We spent two years writing elaborate markdown files to apologize to AI for our messy codebases. We meticulously crafted context files to explain our architecture, completely ignoring the fact that if a frontier model needs a map to navigate your repository, your next human hire is already doomed.

We did the exact same thing with our prompts. We immediately regressed to 1990s waterfall specs, aggressively micromanaging the machine with rigid pseudocode. Then a minor miracle occurred: people started noticing that if you just explain the actual user problem instead of dictating the mechanical solution, the AI does a better job. Give intent instead of requirements. Rely on self-explaining code over scattered documentation. Give the intelligence room to actually think.
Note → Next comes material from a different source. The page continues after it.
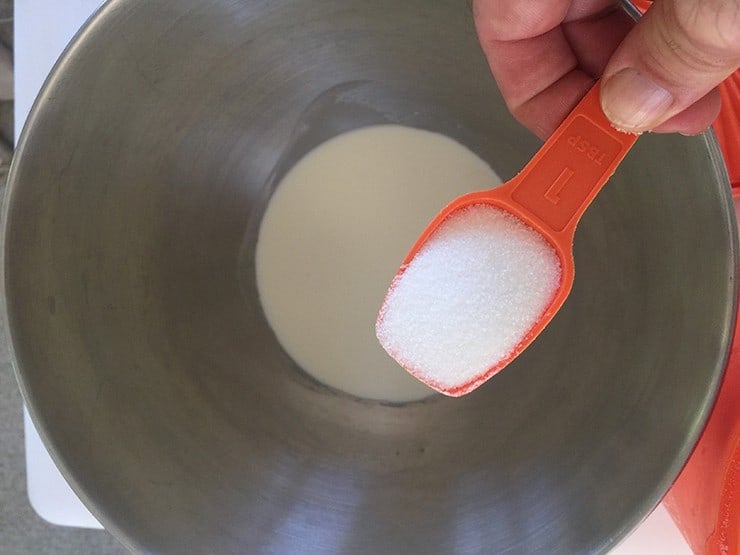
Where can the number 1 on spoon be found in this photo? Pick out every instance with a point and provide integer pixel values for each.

We're probably five minutes away from someone publishing the "AI Coding Manifesto." It'll just be the Agile Manifesto repackaged for the prompt engineering era. When it drops, it'll inevitably consist of these seven principles:

  1. Self-explaining code over massive system prompts.
  2. Core user needs over rigid pseudocode requirements.
  3. Clear architecture over infinitely expanding context windows.
  4. Human intent over mechanical step-by-step processes.
  5. Discoverable modules over companion .md cheat sheets.
  6. Tests that read like documentation over hoping the agent guesses correctly.
  7. Naming things well over writing a 200-line file to explain what data_final_v2 means.

Good engineering practices were never just for human constraints. They're just how you manage complexity. We didn't discover a new paradigm. We just paid a premium to relearn what we already knew in 2001.